I am a beginner with Apache Spark. I am trying to run a stream job which recieves some data ,convert it into dataframe and run some processing like joining and removing duplicates etc . Now I have to cache this processed data so that I can append this with next dstream (using some union/join) and do processing again.
我是Apache Spark的初学者。我正在尝试运行一个流作业,它接收一些数据,将其转换为数据帧并运行一些处理,如加入和删除重复项等。现在我必须缓存这个已处理的数据,以便我可以将其附加到下一个dstream(使用一些union / join)并再次进行处理。
I tried using dataframe.cache() to cache and re use this in next stream batch.
我尝试使用dataframe.cache()缓存并在下一个流批处理中重新使用它。
For example,if df is rdd formed from dstream.
例如,如果df是由dstream形成的rdd。
foreachrdd{
new =df.unionAll(processed)
new.registerTempTable("TableScheme")
sql.( //perform inner join and some other processing)
processed=new
processed.cache();
}
When we perform Dataframe.cache or Dataframe.persist() are we caching the actual data or the DAG / transformations applied ? When second stream comes, my program exits with
当我们执行Dataframe.cache或Dataframe.persist()时,我们是否缓存实际数据或应用的DAG /转换?当第二个流来时,我的程序退出
Caused by: org.apache.spark.sql.catalyst.errors.package$TreeNodeException: execute, tree:
org.apache.spark.SparkException: Attempted to use BlockRDD[1] at socketTextStream after its blocks have been removed!
1 个解决方案
#1
0
The cache()
functionality performs the processing defined in the DAG up to the cache()
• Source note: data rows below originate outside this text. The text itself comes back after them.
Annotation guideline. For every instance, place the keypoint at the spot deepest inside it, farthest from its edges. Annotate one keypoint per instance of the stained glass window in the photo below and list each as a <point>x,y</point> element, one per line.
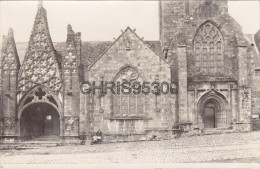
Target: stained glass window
<point>208,50</point>
<point>128,104</point>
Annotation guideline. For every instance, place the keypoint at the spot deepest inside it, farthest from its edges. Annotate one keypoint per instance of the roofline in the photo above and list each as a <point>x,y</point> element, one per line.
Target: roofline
<point>128,28</point>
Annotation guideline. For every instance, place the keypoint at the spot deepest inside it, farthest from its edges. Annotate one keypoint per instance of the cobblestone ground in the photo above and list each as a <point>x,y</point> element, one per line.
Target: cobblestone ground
<point>207,148</point>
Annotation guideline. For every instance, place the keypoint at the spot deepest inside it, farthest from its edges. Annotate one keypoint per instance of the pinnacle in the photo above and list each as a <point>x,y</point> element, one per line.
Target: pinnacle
<point>10,32</point>
<point>40,4</point>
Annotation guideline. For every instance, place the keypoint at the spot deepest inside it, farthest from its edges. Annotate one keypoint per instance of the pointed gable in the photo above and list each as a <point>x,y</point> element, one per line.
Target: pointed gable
<point>41,63</point>
<point>10,60</point>
<point>128,41</point>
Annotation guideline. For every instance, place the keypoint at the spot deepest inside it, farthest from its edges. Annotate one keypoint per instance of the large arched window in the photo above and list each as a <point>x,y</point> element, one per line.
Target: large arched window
<point>128,105</point>
<point>208,50</point>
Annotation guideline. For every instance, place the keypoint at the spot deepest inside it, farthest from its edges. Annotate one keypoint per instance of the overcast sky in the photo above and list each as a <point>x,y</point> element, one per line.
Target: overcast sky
<point>103,20</point>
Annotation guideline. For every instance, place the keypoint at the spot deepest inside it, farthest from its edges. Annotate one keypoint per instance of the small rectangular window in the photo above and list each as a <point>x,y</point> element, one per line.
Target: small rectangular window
<point>257,72</point>
<point>48,117</point>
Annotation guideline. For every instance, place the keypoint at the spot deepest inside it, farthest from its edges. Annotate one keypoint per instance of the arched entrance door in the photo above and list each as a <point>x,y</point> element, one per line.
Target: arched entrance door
<point>40,119</point>
<point>209,113</point>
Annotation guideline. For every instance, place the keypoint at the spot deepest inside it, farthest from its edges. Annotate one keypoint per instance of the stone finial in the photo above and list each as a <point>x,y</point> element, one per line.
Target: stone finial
<point>181,39</point>
<point>40,4</point>
<point>69,29</point>
<point>10,32</point>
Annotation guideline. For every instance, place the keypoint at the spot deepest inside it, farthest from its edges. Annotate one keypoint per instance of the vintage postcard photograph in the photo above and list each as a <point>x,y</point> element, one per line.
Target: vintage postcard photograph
<point>166,84</point>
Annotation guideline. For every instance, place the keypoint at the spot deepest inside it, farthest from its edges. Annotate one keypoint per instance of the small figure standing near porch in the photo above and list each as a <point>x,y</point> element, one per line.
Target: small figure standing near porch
<point>97,137</point>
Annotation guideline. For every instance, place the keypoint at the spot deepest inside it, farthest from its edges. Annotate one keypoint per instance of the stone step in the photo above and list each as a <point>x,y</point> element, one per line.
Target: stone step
<point>216,131</point>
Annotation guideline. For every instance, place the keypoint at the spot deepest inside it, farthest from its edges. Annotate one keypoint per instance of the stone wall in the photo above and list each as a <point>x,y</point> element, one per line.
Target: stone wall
<point>187,17</point>
<point>130,51</point>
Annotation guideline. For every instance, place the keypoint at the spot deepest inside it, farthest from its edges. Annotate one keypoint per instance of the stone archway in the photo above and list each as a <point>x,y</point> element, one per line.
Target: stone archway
<point>212,110</point>
<point>39,113</point>
<point>39,119</point>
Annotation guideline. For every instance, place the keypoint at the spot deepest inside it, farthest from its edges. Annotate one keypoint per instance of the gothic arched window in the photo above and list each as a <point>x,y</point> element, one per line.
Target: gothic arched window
<point>128,105</point>
<point>208,50</point>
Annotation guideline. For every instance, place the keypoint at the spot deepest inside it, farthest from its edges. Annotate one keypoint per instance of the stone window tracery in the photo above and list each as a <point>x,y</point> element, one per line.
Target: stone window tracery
<point>128,105</point>
<point>208,50</point>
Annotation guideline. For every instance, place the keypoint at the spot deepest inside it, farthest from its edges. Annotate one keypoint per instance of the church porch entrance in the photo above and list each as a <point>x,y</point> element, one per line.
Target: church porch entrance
<point>40,119</point>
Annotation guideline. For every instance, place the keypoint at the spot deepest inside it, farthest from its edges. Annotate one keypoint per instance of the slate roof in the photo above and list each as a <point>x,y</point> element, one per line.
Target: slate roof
<point>91,50</point>
<point>257,40</point>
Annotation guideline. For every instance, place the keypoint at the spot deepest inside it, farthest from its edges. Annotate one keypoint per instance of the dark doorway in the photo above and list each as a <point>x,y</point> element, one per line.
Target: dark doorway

call and stores the data appropriately so that computations are not repeated, should more than one action be performed.
cache()功能执行DAG中定义的处理直到cache()调用并适当地存储数据,以便在不执行多个操作的情况下不重复计算。
What you want is some persistence across stream batches.
你想要的是跨批量的一些持久性。
There are several ways to do that:
有几种方法可以做到这一点:
-
streamingContext.remember
(Minutes(5)) holds on to data from previous batches forMinutes(5)
amount of time -
window
ing move a fixed time window across the data, allowing you to perform operations on more than one batch of data -
updateStateByKey
&mapWithState
provide mechanisms to maintain and transform state across batches
streamingContext.remember(Minutes(5))保持以前批次的数据为Minutes(5)的时间量
窗口在数据上移动固定时间窗口,允许您对多个数据批执行操作
updateStateByKey和mapWithState提供了跨批处理维护和转换状态的机制
The approach you choose will depend largely on your use-case.
您选择的方法在很大程度上取决于您的用例。
#1
0
The cache()
functionality performs the processing defined in the DAG up to the cache()
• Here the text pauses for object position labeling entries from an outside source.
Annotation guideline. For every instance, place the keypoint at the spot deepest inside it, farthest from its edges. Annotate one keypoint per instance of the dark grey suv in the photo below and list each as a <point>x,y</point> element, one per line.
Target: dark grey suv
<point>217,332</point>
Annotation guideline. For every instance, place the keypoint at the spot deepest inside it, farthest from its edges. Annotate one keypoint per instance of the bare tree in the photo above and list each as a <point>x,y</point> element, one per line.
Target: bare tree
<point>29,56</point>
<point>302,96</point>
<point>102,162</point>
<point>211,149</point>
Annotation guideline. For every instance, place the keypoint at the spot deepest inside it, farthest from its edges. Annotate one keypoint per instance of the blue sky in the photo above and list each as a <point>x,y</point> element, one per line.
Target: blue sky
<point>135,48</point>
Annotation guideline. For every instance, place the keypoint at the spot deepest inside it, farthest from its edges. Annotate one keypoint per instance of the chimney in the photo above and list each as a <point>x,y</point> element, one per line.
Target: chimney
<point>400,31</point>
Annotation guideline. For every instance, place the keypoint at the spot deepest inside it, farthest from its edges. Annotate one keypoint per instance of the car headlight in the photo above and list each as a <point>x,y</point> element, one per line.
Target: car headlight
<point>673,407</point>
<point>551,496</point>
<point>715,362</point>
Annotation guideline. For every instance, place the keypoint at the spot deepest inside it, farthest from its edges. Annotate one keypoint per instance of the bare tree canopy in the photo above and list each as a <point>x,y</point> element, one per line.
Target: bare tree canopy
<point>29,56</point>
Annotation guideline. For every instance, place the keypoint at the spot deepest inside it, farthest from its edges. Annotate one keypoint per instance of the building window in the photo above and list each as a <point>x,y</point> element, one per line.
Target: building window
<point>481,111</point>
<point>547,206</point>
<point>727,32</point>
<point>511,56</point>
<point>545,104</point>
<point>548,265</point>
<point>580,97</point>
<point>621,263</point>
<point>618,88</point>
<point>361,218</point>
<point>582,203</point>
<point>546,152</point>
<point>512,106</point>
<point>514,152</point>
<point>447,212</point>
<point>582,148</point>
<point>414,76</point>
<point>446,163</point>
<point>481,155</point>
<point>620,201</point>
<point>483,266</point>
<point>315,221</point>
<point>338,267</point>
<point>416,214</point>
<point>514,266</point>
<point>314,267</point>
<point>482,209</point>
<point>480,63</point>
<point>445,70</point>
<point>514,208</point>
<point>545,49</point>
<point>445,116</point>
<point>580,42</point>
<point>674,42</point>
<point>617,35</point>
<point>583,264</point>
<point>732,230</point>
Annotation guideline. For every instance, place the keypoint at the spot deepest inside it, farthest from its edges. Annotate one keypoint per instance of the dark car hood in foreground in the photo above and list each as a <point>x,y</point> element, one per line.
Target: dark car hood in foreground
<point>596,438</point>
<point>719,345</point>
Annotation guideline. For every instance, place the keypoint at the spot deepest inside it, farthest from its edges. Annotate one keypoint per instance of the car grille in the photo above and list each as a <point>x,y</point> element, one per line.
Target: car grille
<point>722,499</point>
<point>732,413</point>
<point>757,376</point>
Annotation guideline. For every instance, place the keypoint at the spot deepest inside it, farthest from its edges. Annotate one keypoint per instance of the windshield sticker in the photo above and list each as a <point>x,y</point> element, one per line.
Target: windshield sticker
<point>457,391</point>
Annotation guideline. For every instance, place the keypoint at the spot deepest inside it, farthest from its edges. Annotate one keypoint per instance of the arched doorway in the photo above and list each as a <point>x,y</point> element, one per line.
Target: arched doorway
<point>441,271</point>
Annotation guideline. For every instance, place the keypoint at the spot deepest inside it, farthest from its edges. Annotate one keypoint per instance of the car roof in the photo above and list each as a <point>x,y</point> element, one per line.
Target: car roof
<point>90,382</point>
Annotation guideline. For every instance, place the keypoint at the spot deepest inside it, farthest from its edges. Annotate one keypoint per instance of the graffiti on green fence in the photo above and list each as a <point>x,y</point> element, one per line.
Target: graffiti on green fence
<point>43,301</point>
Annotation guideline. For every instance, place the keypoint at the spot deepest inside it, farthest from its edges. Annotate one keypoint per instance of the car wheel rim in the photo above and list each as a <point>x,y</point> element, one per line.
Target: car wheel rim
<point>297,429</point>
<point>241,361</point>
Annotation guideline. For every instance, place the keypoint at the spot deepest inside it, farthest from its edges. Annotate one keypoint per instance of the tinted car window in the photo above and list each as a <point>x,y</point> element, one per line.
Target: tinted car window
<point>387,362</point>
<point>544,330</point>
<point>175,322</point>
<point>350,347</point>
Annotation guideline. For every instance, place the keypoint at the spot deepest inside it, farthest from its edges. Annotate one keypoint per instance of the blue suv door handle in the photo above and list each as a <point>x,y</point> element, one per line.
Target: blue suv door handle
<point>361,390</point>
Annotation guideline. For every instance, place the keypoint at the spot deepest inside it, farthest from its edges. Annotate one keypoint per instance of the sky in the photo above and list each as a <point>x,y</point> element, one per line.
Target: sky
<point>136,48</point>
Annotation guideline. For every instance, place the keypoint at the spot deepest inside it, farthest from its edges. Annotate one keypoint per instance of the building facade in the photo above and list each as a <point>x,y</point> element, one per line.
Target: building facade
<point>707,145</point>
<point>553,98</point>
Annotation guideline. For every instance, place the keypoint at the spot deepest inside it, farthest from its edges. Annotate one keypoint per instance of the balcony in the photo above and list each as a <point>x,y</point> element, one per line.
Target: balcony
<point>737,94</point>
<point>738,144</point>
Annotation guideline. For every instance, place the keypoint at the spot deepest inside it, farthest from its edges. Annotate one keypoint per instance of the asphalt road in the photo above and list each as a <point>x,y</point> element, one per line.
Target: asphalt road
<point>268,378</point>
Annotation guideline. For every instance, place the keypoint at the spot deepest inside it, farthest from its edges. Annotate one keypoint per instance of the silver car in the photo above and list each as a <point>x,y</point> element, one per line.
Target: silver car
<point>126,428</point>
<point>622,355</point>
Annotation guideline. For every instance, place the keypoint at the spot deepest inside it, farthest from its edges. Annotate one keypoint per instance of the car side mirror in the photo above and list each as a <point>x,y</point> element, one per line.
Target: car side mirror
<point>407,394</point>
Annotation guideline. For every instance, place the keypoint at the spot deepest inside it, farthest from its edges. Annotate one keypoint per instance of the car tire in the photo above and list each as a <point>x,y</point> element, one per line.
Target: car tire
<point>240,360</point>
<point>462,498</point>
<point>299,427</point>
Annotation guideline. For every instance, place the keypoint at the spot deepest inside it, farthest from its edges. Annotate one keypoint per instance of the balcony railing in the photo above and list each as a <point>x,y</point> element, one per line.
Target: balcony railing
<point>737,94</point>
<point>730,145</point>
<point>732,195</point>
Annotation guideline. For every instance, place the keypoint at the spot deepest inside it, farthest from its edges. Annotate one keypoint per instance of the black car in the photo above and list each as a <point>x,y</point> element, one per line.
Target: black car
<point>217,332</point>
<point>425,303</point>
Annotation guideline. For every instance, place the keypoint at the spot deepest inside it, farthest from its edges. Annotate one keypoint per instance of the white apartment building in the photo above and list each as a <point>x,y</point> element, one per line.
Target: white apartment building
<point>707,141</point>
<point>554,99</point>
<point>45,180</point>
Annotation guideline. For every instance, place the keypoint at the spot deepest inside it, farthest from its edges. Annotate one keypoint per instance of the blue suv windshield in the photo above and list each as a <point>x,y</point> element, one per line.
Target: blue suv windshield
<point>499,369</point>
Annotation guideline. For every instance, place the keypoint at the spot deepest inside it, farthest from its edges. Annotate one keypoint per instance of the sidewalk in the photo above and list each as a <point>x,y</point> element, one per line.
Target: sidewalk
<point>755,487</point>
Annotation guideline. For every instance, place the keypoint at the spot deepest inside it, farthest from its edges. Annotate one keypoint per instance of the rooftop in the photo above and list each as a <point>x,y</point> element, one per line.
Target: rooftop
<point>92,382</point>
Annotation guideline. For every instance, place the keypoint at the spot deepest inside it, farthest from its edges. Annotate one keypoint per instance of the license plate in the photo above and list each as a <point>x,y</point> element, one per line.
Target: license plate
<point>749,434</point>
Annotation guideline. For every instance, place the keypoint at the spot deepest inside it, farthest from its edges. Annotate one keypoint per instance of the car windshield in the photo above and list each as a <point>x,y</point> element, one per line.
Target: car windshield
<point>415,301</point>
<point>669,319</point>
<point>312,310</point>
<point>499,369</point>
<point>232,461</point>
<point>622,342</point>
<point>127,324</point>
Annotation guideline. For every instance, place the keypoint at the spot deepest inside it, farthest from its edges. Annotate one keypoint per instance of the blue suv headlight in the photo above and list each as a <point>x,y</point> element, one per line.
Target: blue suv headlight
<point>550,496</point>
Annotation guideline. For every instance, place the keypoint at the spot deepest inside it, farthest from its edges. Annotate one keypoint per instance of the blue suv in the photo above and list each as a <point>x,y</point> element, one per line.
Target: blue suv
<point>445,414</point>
call and stores the data appropriately so that computations are not repeated, should more than one action be performed.
cache()功能执行DAG中定义的处理直到cache()调用并适当地存储数据,以便在不执行多个操作的情况下不重复计算。
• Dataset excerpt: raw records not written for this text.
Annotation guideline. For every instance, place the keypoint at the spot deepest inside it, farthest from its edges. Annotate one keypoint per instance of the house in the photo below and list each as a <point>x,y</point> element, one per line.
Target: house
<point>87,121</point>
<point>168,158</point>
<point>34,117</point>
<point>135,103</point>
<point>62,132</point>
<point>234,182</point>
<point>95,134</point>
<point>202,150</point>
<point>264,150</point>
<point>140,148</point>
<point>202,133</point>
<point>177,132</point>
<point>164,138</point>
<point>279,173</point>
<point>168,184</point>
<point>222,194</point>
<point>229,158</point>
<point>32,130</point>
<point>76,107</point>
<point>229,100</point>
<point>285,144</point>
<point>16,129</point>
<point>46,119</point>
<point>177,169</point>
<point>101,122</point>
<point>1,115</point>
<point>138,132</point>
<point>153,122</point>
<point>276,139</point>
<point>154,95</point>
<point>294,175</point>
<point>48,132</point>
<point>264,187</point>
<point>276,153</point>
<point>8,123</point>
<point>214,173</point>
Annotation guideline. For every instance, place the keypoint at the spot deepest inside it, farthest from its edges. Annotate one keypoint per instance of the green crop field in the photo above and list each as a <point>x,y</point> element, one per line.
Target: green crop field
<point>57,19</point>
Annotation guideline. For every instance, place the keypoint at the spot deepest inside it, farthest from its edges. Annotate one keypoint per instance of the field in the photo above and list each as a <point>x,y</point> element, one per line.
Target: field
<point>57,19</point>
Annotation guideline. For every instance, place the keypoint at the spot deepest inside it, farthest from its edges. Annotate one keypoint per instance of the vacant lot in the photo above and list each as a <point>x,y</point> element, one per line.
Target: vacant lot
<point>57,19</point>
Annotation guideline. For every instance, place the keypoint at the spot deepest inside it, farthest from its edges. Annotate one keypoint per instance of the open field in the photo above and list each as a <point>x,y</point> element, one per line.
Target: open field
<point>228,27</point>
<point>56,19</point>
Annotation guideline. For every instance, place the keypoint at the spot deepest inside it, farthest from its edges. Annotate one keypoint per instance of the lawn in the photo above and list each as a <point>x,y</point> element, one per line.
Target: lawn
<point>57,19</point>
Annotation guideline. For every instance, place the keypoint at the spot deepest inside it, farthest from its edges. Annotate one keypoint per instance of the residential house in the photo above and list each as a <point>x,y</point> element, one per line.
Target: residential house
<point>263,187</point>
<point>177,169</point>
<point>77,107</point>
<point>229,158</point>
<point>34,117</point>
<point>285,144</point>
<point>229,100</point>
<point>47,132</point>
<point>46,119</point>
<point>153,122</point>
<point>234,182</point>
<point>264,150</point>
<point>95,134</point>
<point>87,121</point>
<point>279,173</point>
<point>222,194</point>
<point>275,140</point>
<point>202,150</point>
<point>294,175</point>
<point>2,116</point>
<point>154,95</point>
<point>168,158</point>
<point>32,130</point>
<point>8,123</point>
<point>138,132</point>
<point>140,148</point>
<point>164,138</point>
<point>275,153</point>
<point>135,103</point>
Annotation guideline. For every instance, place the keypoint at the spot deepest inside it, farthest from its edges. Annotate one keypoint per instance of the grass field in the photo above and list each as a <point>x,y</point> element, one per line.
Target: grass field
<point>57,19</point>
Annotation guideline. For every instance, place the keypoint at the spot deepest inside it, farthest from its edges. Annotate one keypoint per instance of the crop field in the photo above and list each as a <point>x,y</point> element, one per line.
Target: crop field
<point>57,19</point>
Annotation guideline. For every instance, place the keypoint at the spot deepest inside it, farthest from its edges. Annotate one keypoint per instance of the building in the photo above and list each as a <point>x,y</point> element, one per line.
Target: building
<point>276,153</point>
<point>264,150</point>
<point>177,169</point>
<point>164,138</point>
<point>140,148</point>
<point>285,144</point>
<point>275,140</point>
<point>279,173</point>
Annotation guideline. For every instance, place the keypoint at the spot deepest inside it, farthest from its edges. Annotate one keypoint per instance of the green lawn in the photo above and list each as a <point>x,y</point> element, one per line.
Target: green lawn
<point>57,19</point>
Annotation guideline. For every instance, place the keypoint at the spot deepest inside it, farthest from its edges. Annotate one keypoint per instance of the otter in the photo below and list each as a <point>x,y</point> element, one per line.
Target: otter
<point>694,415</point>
What you want is some persistence across stream batches.
你想要的是跨批量的一些持久性。
There are several ways to do that:
有几种方法可以做到这一点:
-
streamingContext.remember
(Minutes(5)) holds on to data from previous batches forMinutes(5)
amount of time -
window
ing move a fixed time window across the data, allowing you to perform operations on more than one batch of data -
updateStateByKey
&mapWithState
provide mechanisms to maintain and transform state across batches
streamingContext.remember(Minutes(5))保持以前批次的数据为Minutes(5)的时间量
窗口在数据上移动固定时间窗口,允许您对多个数据批执行操作
updateStateByKey和mapWithState提供了跨批处理维护和转换状态的机制
The approach you choose will depend largely on your use-case.
您选择的方法在很大程度上取决于您的用例。